2.5 Plotting Function

This displays price, regime lines, and trailing stops, color-coded by market regime.

def plot_fvg_trailing(df: pd.DataFrame, title: str, mask_inactive: bool) -> None:
    plt.style.use("dark_background")
    GREEN, RED = "#089981", "#f23645"
    p = df.copy()
    p["x"] = mdates.date2num(p.index)

    fig, ax = plt.subplots(figsize=(15, 7))
    fig.patch.set_facecolor("#0f1117")
    ax.set_facecolor("#0f1117")

    # 5.1 price
    ax.plot(p["x"], p["Close"], color="white", linewidth=0.8)

    # 5.2 displacement
    if mask_inactive:
        bull_disp = p["bull_disp"].where(p["os"] == 1, np.nan)
        bear_disp = p["bear_disp"].where(p["os"] == -1, np.nan)
    else:
        bull_disp, bear_disp = p["bull_disp"], p["bear_disp"]

    ax.plot(p["x"], bull_disp, color=GREEN, linewidth=1.0)
    ax.plot(p["x"], bear_disp, color=RED,   linewidth=1.0)

    # 5.3 trailing stop (always side-masked)
    ts_bull = p["ts"].where(p["os"] == 1, np.nan)
    ts_bear = p["ts"].where(p["os"] == -1, np.nan)
    ax.plot(p["x"], ts_bull, color=GREEN, linewidth=1.4)
    ax.plot(p["x"], ts_bear, color=RED,   linewidth=1.4)

    # 5.4 filled bands
    if mask_inactive:
        ax.fill_between(p["x"], ts_bull, bull_disp,
                        where=p["os"] == 1, color=GREEN, alpha=0.20)
        ax.fill_between(p["x"], ts_bear, bear_disp,
                        where=p["os"] == -1, color=RED,   alpha=0.20)
    else:
        ax.fill_between(p["x"], ts_bull, p["bull_disp"],
                        where=p["os"] == 1, color=GREEN, alpha=0.20)
        ax.fill_between(p["x"], ts_bear, p["bear_disp"],
                        where=p["os"] == -1, color=RED,   alpha=0.20)

    # cosmetics
    ax.xaxis_date()
    ax.set_title(title, color="white", pad=12)
    ax.tick_params(axis="x", colors="#aaaaaa")
    ax.tick_params(axis="y", colors="#aaaaaa")
    ax.grid(False)
    plt.tight_layout()
    plt.show()

2.6 Run and Get the Results

Put it all together show the plot:

# Run
raw = download_ohlc(TICKER, PERIOD, INTERVAL)
res = fvg_trailing_stop(
    raw,
    base_fvg_len=BASE_FVG_LEN,
    smooth_len=SMOOTH_LEN,
    gap_z=GAP_Z,
    env_mult=ENV_MULT,
    vol_sensitivity=VOL_SENSITIVITY,
    atr_len=ATR_LEN
)
plot_fvg_trailing(
    res,
    title=f"{TICKER}{INTERVAL}  FVG Trailing Stop ({PERIOD}) ",
    mask_inactive=not SHOW_INACTIVE_SIDE
)

Figure 2. Bullish and bearish regime zones for NVDA, updated in real time as volatility shifts.

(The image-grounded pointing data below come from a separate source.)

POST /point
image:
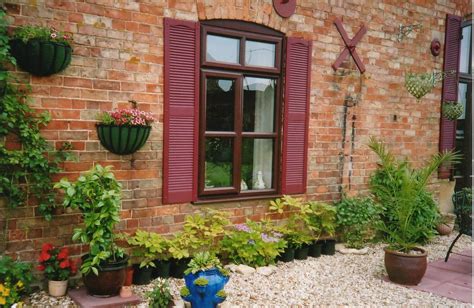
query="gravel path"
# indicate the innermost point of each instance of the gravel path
(351, 280)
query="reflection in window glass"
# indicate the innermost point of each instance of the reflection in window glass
(259, 54)
(222, 49)
(219, 152)
(220, 95)
(259, 104)
(465, 50)
(257, 164)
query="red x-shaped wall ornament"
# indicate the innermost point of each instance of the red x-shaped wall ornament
(350, 46)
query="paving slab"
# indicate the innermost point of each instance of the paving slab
(84, 300)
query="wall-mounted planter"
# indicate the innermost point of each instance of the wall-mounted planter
(123, 140)
(41, 58)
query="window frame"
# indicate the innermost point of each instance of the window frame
(238, 72)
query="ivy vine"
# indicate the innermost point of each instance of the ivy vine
(26, 169)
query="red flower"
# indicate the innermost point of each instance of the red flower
(63, 254)
(47, 247)
(44, 256)
(64, 264)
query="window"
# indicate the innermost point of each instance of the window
(227, 132)
(239, 112)
(463, 143)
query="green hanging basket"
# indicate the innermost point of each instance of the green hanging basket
(121, 139)
(41, 58)
(452, 110)
(419, 85)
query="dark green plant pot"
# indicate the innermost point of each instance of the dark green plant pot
(329, 247)
(41, 58)
(178, 267)
(315, 249)
(142, 275)
(302, 252)
(123, 140)
(162, 269)
(287, 255)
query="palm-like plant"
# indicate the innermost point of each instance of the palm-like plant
(410, 213)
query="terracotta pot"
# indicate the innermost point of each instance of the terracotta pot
(57, 288)
(407, 269)
(110, 279)
(128, 276)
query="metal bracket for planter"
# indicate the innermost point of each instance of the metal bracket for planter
(350, 46)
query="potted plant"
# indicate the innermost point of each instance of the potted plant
(409, 212)
(15, 281)
(41, 51)
(146, 246)
(97, 195)
(57, 268)
(160, 296)
(205, 278)
(124, 131)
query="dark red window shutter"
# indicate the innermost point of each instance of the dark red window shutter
(181, 79)
(296, 115)
(452, 42)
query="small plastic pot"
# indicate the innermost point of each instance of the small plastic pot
(302, 252)
(315, 249)
(287, 255)
(162, 269)
(329, 247)
(142, 275)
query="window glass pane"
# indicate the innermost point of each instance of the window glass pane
(222, 49)
(220, 98)
(259, 54)
(259, 104)
(465, 48)
(219, 152)
(257, 164)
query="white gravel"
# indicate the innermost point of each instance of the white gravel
(351, 280)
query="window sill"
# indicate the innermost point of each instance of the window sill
(236, 199)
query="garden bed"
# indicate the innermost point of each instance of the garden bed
(339, 279)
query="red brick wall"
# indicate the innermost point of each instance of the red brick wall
(118, 55)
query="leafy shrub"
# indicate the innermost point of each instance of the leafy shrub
(357, 219)
(97, 195)
(148, 246)
(160, 296)
(409, 213)
(250, 244)
(15, 280)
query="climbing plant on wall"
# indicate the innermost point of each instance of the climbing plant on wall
(27, 160)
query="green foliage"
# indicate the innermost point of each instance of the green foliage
(97, 195)
(184, 292)
(27, 171)
(148, 246)
(203, 261)
(409, 213)
(160, 296)
(28, 32)
(201, 281)
(183, 245)
(221, 294)
(356, 220)
(252, 244)
(207, 228)
(15, 280)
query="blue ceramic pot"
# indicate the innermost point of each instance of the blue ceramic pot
(205, 296)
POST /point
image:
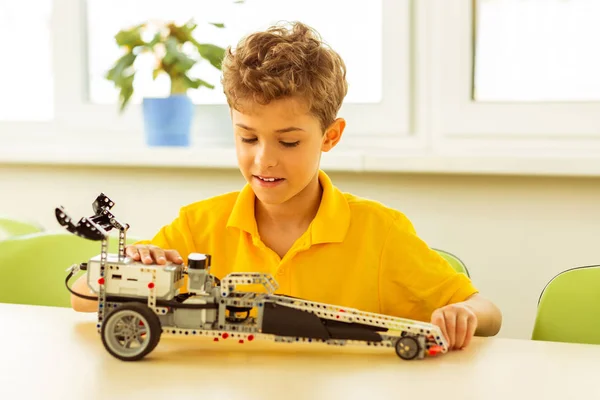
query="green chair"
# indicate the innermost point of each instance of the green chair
(454, 261)
(33, 267)
(569, 307)
(15, 227)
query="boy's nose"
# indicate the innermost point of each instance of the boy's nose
(265, 157)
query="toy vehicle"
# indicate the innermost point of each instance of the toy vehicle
(137, 303)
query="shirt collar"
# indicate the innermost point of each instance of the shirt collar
(329, 225)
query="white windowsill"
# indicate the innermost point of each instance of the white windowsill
(338, 160)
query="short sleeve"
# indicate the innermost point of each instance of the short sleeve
(174, 236)
(415, 280)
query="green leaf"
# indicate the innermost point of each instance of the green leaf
(176, 60)
(214, 54)
(130, 38)
(155, 40)
(120, 70)
(196, 83)
(126, 91)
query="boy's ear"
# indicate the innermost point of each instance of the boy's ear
(333, 134)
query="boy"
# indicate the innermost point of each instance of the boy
(284, 88)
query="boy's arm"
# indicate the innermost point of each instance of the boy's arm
(418, 283)
(460, 321)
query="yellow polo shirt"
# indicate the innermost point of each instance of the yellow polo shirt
(356, 253)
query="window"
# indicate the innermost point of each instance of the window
(509, 76)
(26, 81)
(537, 50)
(373, 37)
(360, 48)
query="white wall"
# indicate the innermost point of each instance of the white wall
(514, 233)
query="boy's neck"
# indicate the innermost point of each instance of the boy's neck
(297, 212)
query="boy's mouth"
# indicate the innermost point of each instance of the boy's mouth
(268, 178)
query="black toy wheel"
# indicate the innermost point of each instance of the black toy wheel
(407, 347)
(131, 331)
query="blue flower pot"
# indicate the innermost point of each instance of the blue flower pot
(168, 121)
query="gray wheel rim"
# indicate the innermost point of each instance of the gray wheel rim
(127, 333)
(407, 347)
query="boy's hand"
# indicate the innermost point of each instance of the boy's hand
(148, 254)
(457, 322)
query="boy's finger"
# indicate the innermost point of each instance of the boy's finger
(450, 318)
(173, 256)
(471, 328)
(159, 255)
(461, 330)
(145, 255)
(132, 252)
(438, 319)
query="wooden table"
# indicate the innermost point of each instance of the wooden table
(54, 353)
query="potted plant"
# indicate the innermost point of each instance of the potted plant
(167, 121)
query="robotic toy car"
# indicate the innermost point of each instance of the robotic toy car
(137, 303)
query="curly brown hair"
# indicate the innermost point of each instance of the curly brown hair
(282, 63)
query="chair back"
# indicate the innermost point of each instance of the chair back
(454, 261)
(33, 267)
(569, 307)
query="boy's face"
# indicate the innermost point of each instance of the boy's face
(279, 147)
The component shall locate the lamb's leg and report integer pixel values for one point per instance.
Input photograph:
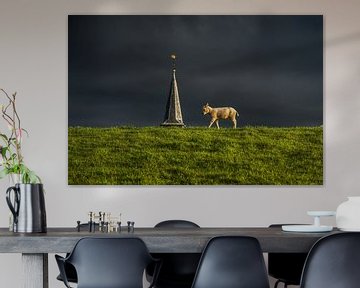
(211, 122)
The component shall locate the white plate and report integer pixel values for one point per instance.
(306, 228)
(321, 213)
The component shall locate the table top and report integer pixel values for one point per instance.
(158, 240)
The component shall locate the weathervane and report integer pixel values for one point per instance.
(173, 57)
(173, 115)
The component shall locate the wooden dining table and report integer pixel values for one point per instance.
(35, 247)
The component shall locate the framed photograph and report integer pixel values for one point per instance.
(195, 100)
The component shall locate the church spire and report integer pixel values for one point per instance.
(173, 116)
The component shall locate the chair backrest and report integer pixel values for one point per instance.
(286, 266)
(178, 269)
(232, 262)
(176, 224)
(110, 262)
(333, 262)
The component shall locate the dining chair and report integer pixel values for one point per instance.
(108, 263)
(232, 262)
(333, 262)
(286, 267)
(178, 269)
(69, 269)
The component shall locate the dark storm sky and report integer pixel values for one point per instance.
(269, 68)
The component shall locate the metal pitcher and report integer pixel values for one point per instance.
(27, 207)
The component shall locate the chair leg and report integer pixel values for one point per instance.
(279, 281)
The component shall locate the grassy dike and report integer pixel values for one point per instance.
(195, 156)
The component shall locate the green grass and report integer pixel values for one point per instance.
(195, 156)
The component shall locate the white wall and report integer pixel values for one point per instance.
(33, 62)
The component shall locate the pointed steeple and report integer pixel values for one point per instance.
(173, 116)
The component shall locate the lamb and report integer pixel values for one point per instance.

Green bands show active support during bullish swings. Red bands show resistance during bearish swings.

When the price is above green, the trend is bullish. When price drops below red, the trend is bearish.

A regime flip occurs when price crosses from one zone to the other. Only one regime is active at any time.

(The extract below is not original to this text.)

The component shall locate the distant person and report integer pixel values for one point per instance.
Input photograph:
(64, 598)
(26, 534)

The width of each band adapts to market volatility, so zones widen during fast moves and contract when the market is quiet.

To read the chart:

  • Track which color the price sits above or below to see current regime.

  • A switch from green to red, or vice versa, signals a shift in control, i.e. bulls to bears or bears to bulls.

  • The trailing band marks stop levels for each side, updating as volatility changes.

  • Large regime flips often cluster around big price moves or breakouts.

3. Limitations and Extensions

This method is built for trending, liquid markets. In slow, range-bound periods, fair value gaps are less meaningful and regime flips cluster together. Very tight ATR or smoothing settings can exaggerate this effect.

False signals can occur during major news events, when volatility spikes and gaps widen sharply. In thinly traded assets, gaps are often just noise, not real supply/demand imbalances.

The model relies on recent price and volatility. It does not account for volume, fundamentals, or broader macro context.

Possible extensions:

  • Add a volume filter to reduce noise from illiquid moves.

  • Combine with momentum or trend strength filters to confirm regime flips.

  • Use ensemble approaches: combine FVG stops with classic trailing ATR, Keltner Channels, or moving averages.

  • Tune parameters using historical walk-forward analysis to reduce overfitting.

Concluding Thoughts

Unlike static stop rules, this method adapts to current conditions and highlights the zones where actual buying or selling pressure is unfinished.

The key information sits in the gaps themselves, not just the price bars.